In 2016, Miller was in love and basking in it. The Divine Feminine sounds like a love letter to both Ariana Grande and the idea of love. Songs like “Stay” and “We” are a little bit about sex, but a lot about the happiness that comes with making a partner feel happy for a moment: especially when you have little else to offer. To hear Grande tell it, the demise of their relationship ultimately came because of Miller’s “inability to keep his shit together”. From a close listen, it seems that drugs (in the way that they usually do) melded with personal baggage and created a wave of chaos. By 2018, Mac Miller seemed to be out of love and reflecting on how he lost it. At different points on the album, Miller picks up on the complexities of being in your early 20s and in love. On “Dunno” he raps about a relationship that, in 2009, would have been filed on Facebook as ‘it’s complicated’. Of his lover, he raps “you was coughing when you hit my weed, but I’ve never seen you feel that free, so cute you wanna be like me, wouldn’t you rather get along?”. The idea of using love as a vessel through which to search for yourself and sort out one’s own demons crops up often on the album. It comes up most starkly on “Perfecto”, which culminates in what sounds like the late-night college-bedroom answer to “Marvin’s Room”.

In the wake of Miller’s passing, the internet was awash with opinions. Some were sympathetic to the idea that he might have wanted (even if subconsciously) to end his own life. Others were fiercely defendant of his will to live and saw the drug overdose as a pure accident. It’s wholly possibly for both those truths to exist at the same time. What’s arguably most interesting about the project released just before his passing is how notes of it seemed to foreshadow what was to come. The video for “Self Care” (the leading visual for the album) has Miller in a coffin for the duration of the film. In the video, he is restless in the coffin, smoking a joint and scratching ‘memento mori’ on the ceiling while trying to break out. When he eventually does emerge from the coffin, the world around him is chaotic and destroyed, filled with fire and ash. In many very obvious ways, this feels like a statement about his own impending fate. On the poetic “2009”, Miller reflects on his own journey from the release of the epic that was K.I.D’sto his present. In the song, he raps about the wisdom that he’s gained on his journey saying “I’m tryna start believing in God, now when it gets hard, I don’t panic, I don’t sound the alarm”. While on the surface they seem triumphant, something about the tone and the music choice feels deeply sad. The final element comes in the form of Miller’s album artwork. Himself in a pink suit, shoeless with closed eyes in what looks like the aisle of an airplane. In listening to the album, it seems like the work of someone, who, in many ways, was already transcending.

People are still grieving over Mac Miller, a year later. It’s partially because his death, for many who came to adolescence after the 2010s, feels like the end of an era or a forced graduation.
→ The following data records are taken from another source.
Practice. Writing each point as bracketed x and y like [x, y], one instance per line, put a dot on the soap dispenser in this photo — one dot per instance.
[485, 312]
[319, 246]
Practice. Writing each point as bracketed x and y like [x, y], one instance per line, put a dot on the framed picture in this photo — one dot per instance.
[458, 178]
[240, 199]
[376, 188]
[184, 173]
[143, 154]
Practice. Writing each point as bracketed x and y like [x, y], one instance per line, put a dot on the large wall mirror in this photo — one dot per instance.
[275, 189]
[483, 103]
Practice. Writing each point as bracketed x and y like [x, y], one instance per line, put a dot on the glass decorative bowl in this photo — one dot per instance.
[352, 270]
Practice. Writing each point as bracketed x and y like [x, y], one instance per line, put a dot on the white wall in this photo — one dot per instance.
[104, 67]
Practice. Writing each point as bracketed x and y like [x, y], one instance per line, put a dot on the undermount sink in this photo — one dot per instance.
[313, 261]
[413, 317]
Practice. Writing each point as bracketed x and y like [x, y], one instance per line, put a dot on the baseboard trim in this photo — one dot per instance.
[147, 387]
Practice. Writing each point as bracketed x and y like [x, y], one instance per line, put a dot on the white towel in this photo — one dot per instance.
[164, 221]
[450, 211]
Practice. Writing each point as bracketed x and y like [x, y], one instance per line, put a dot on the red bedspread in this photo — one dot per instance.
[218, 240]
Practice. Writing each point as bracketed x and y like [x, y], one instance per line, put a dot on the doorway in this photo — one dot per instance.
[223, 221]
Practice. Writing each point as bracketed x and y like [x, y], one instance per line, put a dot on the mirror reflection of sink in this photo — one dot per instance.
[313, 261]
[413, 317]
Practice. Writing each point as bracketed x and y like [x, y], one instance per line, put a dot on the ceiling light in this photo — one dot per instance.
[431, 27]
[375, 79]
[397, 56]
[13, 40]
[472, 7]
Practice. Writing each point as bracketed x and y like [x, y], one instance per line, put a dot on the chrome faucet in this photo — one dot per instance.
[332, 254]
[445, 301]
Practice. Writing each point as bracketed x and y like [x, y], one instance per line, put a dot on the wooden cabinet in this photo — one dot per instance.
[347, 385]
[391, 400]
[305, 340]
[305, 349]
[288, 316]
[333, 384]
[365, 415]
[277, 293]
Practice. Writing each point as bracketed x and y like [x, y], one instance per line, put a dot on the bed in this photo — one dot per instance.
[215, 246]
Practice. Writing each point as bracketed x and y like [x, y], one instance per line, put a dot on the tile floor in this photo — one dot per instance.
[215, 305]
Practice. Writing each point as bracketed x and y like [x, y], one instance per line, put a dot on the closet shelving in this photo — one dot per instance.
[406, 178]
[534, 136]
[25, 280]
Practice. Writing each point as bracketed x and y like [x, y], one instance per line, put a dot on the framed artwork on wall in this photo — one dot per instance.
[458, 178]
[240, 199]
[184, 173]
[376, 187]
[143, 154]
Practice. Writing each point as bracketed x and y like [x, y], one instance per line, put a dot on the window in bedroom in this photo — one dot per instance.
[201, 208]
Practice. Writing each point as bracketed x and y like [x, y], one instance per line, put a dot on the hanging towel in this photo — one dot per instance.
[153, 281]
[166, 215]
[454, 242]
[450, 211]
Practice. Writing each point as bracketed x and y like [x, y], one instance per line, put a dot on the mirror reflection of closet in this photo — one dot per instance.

For many more, it’s because Miller’s battles with personal relationships and drug abuse in his music where the soundtrack accompanying those struggles in their own lives. Most painfully, Miller’s death feels like an unfinished legacy. As Sidney Madden pointed out in a brilliant NPR conversation, Miller was right in the middle. In the middle of his development as an artist and finding his success. He was in the middle of honing his craft and carving a niche for himself amongst the heavyweights of the hip-hop industry. Figuring out his growth from the suburban college kid trope he’d been stuck with to coming into his own as a full-fledged musician. With Swimming, we have Miller’s last attempt at perfecting a craft that was already perfect to tens of thousands of listeners. His final pitch to the world was the handshake between 2009 and his legacy.